Sample Essay Scoring
Notice that the first paragraph of this (fictional) student’s essay does not score any points. This student
introduces the topic with a short paragraph, which is fine but does not answer any part of the essay
question directly. It’s not necessary to provide an introduction paragraph in your AP Psychology essay—
just dive into answering the question in order. This student chooses to answer all of the questions about
the experimental design in one paragraph and all of the questions about the correlational method in a
separate paragraph. This organization works well. The student could have also chosen to answer the
questions in paragraphs grouped by the pairs of questions listed within the question.
The points this fictional student essay scores and doesn’t score are:
POINT 1
What variables would Professor Willborn examine in her experimental study?

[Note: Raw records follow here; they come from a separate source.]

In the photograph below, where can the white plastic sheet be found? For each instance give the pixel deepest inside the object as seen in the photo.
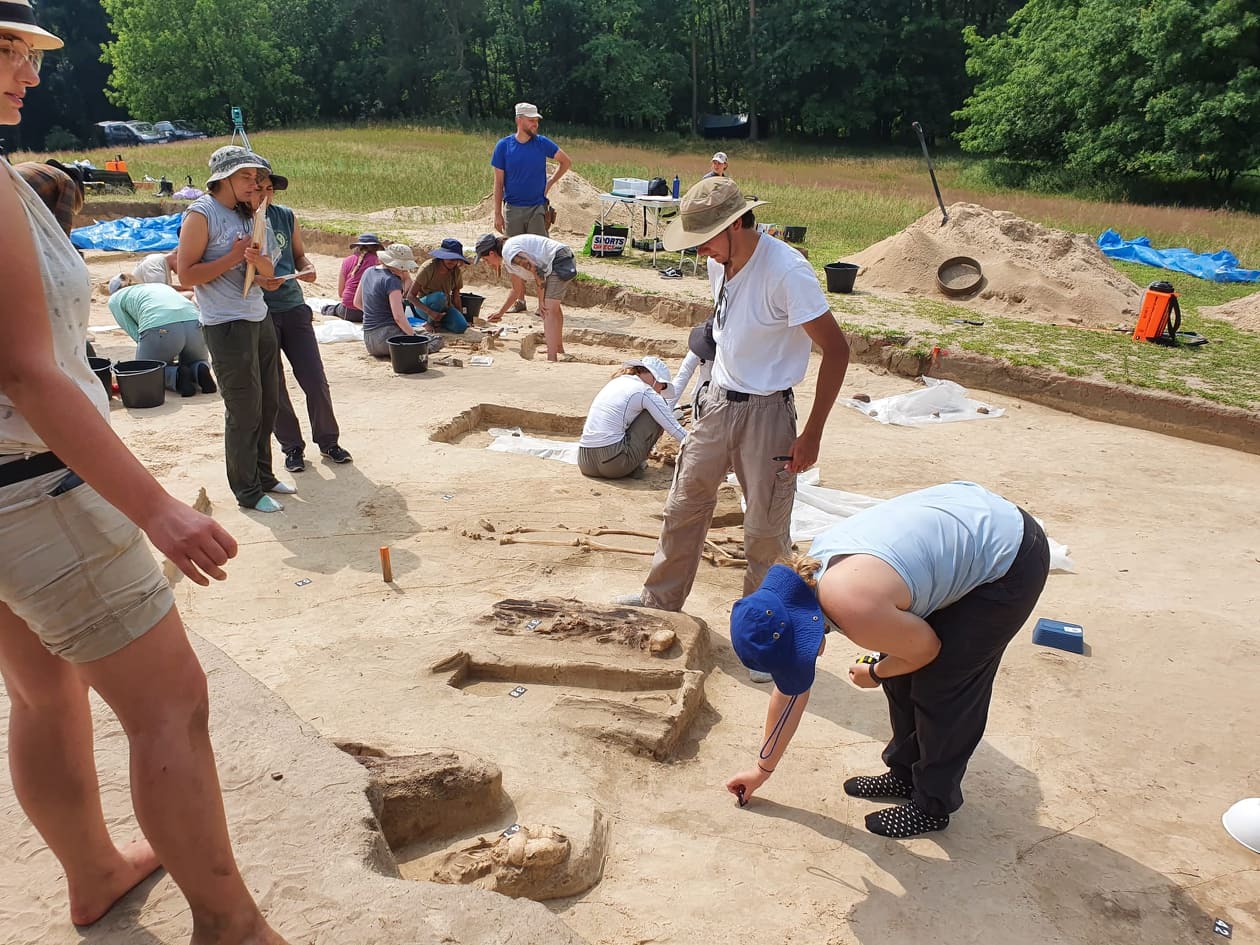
(334, 330)
(936, 402)
(515, 441)
(815, 509)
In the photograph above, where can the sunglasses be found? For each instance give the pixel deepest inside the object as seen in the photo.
(18, 51)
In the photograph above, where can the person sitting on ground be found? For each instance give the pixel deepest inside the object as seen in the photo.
(379, 299)
(720, 165)
(548, 262)
(625, 420)
(701, 352)
(939, 581)
(353, 266)
(435, 292)
(164, 325)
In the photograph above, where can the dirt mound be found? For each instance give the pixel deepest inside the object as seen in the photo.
(576, 202)
(1244, 313)
(1030, 271)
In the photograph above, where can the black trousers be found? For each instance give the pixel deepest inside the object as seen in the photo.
(939, 712)
(247, 360)
(296, 337)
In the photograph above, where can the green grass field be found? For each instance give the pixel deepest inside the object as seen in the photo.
(847, 200)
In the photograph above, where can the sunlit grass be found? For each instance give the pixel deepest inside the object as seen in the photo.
(846, 199)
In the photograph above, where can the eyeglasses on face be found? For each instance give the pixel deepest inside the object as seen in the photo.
(17, 51)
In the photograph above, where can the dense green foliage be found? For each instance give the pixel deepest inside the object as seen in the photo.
(1120, 87)
(1103, 93)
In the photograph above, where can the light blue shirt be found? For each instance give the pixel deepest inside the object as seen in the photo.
(944, 541)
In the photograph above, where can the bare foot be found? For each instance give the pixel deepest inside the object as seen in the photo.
(257, 933)
(92, 900)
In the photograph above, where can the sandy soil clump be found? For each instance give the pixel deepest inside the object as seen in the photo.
(1244, 313)
(1030, 271)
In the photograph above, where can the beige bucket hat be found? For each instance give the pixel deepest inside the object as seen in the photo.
(397, 256)
(18, 17)
(706, 211)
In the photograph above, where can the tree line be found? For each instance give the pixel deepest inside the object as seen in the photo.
(1123, 87)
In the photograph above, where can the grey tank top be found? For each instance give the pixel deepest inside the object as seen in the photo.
(219, 300)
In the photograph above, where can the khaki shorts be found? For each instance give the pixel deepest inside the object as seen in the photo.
(76, 570)
(524, 219)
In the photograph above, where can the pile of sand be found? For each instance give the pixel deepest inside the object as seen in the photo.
(1030, 271)
(1244, 313)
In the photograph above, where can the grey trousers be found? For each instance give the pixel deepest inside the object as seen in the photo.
(623, 459)
(178, 343)
(296, 338)
(746, 435)
(247, 362)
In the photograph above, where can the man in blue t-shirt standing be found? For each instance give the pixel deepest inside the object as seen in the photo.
(521, 182)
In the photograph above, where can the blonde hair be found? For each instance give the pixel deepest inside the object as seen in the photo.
(804, 566)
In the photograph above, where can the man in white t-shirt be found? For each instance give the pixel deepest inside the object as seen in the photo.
(769, 309)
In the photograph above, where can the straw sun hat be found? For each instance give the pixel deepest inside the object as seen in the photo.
(706, 211)
(397, 256)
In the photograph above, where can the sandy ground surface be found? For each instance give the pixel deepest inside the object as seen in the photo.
(1093, 807)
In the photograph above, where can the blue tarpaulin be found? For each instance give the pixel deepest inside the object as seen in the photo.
(136, 234)
(1216, 267)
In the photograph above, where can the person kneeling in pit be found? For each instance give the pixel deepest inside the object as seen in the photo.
(163, 323)
(435, 292)
(939, 581)
(625, 420)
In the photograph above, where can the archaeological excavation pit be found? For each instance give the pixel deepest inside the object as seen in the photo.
(471, 426)
(446, 819)
(623, 675)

Does NOT score, because the student incorrectly identifies the independent variable as video games.
The rubric requires that students identify the independent variable as playing violent video games.
Defining the independent variable as video games is too vague to score.
POINT 2
What variables would Professor Willborn examine in her correlational study?
Scores in the second sentence of the third paragraph when the student identifies the two variables to be
correlated correctly: “the variables playing violent video games and attitude toward
real-world violence as the variables she will correlate.”
POINT 3
How could Professor Willborn operationally define at least one of the variables in her experimental
study?
Does NOT score. The student does not explain specific operational definitions of either variable.
Stating that “being careful how she observes them . . . in a controlled way in her lab”
is not specific enough to earn the point for operational definitions. The student does not provide possible
operational definitions of both variables, so the point is not awarded.
POINT 4
How could Professor Willborn operationally define at least one of the variables in her correlational
study?
Does NOT score. The student says “She could operationally define these variables by
being careful how she observes them. If she observes them in a controlled way in
her lab, then they will be operationally defined.” This statement is too vague to score,
because it does not meet the rubric requirement to provide a possible operational definition for either
variable in the study.
POINT 5
How could Professor Willborn organize her participants to gather data in her experimental study?
Does NOT score. The student never mentions organizing participants into groups based on the
independent variable. What the student says about organizing participants is too vague and not relevant to
creating control and experimental groups in the study.